Haçlı Seferleri’nin üzerinden asırlar geçmiş, Avrupalı aydınlandı! Ama süregiden iddiasından vazgeçmedi. Değil mi? 11 Aralık 1917’de Kudüs’e giren İngiliz Orgeneral Allenby Selahaddin Eyyubi’nin mezarına vurarak; “Kalk Selahaddin biz yine geldik“ şeklinde bir konuşma yaparken de muhtemelen farklı bir psikoloji içinde değildi. Fransız Generali Giraud, 1920 tarihindeki Meyselun Savaşı’nın ardından Şam’da Selâhaddin’in kabrini Haçlı ruhunu göstererek; “Ey Selâhaddin! Dinle biz döndük” derken ve Osman Gazi’nin sandukasını tekmeleyen Yunanlı komutan Sofokles hangi tarihi geçmişin güncel örnekleriydiler demeden edemiyor insan. Fransa Dış İşleri Bakanı Gueant, “Cumhurbaşkanımızla ilgili yapılan eleştirilerle ilgili olarak şunu söylemek istiyorum. Şu an herkes, Sarkozy’nin orada olduğuna şükrediyor. Herkes televizyonlardan Kaddafi’nin yaptığı katliamı izlemeye hazırlanıyordu. Tanrıya şükür ki Cumhurbaşkanımız, Haçlı Seferi’nin önderliğini yaparak önce BM’yi, ardından da Arap Birliği ve Afrika Birliği’ni harekete geçirdi.“ sözleriyle Haçlı kavramını daha dün denilecek kadar kısa bir vakitte kullandı. Bugün Kudüs’te var olan İsrail ve onun tarihi hatta mitolojik emelleri bu tarihsel aktüalitenin diğer bir yönü olarak görülmelidir.

“Altı yüz bin can gider; milyonla iman eksilir;
Kimseler görmez! Gören sersem de Allah’tan bilir!“ Der Akifimiz…

Hz. Ömer’in Kudüs’e giriş resmi ile bunları kıyasladığınızda hürmet, merhamet ve hizmet medeniyetinin mümessilleri ile diğerleri arasındaki farkı tarih bize böyle gösteriyor. Türkler nasıl bir mesuliyet davasının müntesibi olarak hayatı Hakk’a uydurma çabasında iseler, başka tarihi vizyonlarının müntesipleri de kendi tarihlerinin süvarisi olarak yoldalar.
Kudüs’ten öğrendiklerimizden biri de budur; Akif’in gönlünce, “Bir, neyiz? Seyreyle artık; bir de fikr et, neymişiz?“.
Selahaddin’le Bitmeyen Hesap

Haçlı kelimesi olgu olarak, doğu ve batıda sihirli tesire sahip bir kavramdır.

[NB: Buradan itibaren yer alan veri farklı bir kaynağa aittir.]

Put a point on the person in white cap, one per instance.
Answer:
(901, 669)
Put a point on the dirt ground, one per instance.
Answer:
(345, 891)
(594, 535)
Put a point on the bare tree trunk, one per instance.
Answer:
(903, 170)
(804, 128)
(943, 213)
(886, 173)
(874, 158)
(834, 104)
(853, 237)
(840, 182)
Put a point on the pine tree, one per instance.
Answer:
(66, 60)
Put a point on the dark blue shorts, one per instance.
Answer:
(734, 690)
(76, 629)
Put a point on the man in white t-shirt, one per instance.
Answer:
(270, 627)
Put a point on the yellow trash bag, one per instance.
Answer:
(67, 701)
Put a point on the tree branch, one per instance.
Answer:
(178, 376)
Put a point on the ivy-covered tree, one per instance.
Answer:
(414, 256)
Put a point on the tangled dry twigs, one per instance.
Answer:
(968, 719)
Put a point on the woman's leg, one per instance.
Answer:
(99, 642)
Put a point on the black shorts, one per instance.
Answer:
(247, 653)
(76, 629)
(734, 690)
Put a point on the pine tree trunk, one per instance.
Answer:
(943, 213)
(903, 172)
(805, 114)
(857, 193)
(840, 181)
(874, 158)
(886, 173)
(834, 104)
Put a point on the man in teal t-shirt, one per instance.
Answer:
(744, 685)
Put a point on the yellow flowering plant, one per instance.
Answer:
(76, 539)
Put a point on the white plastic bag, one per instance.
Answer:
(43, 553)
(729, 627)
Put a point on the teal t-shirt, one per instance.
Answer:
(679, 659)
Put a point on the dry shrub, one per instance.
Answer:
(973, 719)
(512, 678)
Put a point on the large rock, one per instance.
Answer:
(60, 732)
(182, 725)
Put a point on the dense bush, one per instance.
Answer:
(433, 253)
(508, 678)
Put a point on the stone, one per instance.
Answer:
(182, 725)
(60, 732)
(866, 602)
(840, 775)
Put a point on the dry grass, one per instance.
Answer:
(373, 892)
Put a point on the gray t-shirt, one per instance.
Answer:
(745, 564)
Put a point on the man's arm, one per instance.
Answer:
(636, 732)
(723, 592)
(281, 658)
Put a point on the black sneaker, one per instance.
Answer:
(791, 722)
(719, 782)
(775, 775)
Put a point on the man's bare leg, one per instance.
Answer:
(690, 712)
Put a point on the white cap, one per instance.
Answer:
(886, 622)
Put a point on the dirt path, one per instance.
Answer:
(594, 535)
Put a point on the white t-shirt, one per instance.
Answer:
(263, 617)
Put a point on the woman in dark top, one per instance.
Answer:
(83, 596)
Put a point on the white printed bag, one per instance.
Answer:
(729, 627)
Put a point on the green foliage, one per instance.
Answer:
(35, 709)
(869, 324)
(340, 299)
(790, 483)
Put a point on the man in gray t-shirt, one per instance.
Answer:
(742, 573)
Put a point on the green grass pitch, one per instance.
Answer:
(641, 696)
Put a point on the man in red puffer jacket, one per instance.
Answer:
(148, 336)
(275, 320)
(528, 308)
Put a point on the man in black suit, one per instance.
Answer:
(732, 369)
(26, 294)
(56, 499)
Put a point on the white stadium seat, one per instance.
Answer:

Çoğunlukla ideolojik kalıplar içinde okunduğu için, bu seferlerin gerçekliğini karanlıkta bir fili algılayanlar feraseti düzeyinde anlayabiliyoruz. Haçlı Seferlerini kutsayan bir batılı için bu seferler bir reconquista yani Müslümanlar tarafından işgal edilen Hristiyan topraklarının geri alınmasıyken bir Müslüman için din ve vatan savunmasıdır. İlk zamanlar sadece Kudüs’ü hedefleyen bu hareket daha sonra kutsal maksatlı hatta modern zamanın seküler ruhu içinde özgürlük ve demokrasi adına yapılan operasyonlara bile ad oldu. Hâlbuki zamanın ruhunu ve tarihi gerçekliği öncelikle otantik ve hatta Haçlı tarafındaki kaynaklardan görmek gerekir. Haçlıları Türklere karşı doğuya çağıran Bizans imparatorunun kızı Anna Komnena’nın “Kutsal Mezarı kurtarmak için Türklere karşı savaşa gidiyorlarmış gibi yaparak, arazilerini satmışlardı [aslında] kendileri için kılıç zoruyla yeni araziler, mülkler zapt etmek derdindeydiler“ tespitleri ile bu kutsal geri alma seferinin ruhunu ortaya döker. Hele 4. Haçlı seferinde yaşanan rezaletler Haçlı ruhunun ne olduğunu tüm çıplaklığı ile ortaya koydu. Dün kutsal bugün demokrasi, kavram değişse de araziler ve zenginliklere dair iştiha hiç eksilmedi.
Modern zamanda Ortadoğu’da veya Avrupa’da herhangi bir yerde Haçlı Seferlerini okuyan bir genç zihin, bu seferlerin tarihini bir “olay“ hâlinde okuduğunda sıradan tarihi bilgi sahibi olmanın ötesinde kendi eylem dünyasına dair bir referans, olgu ve hareketine düşünce zemini oluşturacak bir zihniyete sahip olabilir. Buradan bakış açısını kendi içinde yetiştiği kültür dünyasına dair olması mümkünken, yabancılaşmış bir algıyla eleştirel bir yoruma da ulaştırması mümkündür. Bu olaylara dair değişik dillerdeki kaynaklardan, telif eserlere, romanlara ve çekilen filmlere kadar pek çok bilgi kaynağı ve bakış açısının oluşturduğu zemin bu olayları başlı başına bir fenomen hâline getirir. Tarihin kendisi haber verir ama bazı olguları inşa edici olabilir. Bu bakımdan millî bir akıl kendi metafizik kavramları ve tarih döngüsü içinde bakmayı öğrenerek hadiselere bakmalıdır. Kimi zaman, “Ey doğunun alnımı serinleten rüzgarı! Ey karanlıkta bana arkadaşlık eden ay! Arzularım bir oktur, aşar ulu dağları.“ diyen Atsız’ın dileğine kulak vermek gerekir. Doğudan Batıya elinde hilal ile taşıp gelen ecdadımızın ulu dağlar aşan oklarının karşısına çıkan salibi düşünürken kendilik bilincinde olmak gerekir.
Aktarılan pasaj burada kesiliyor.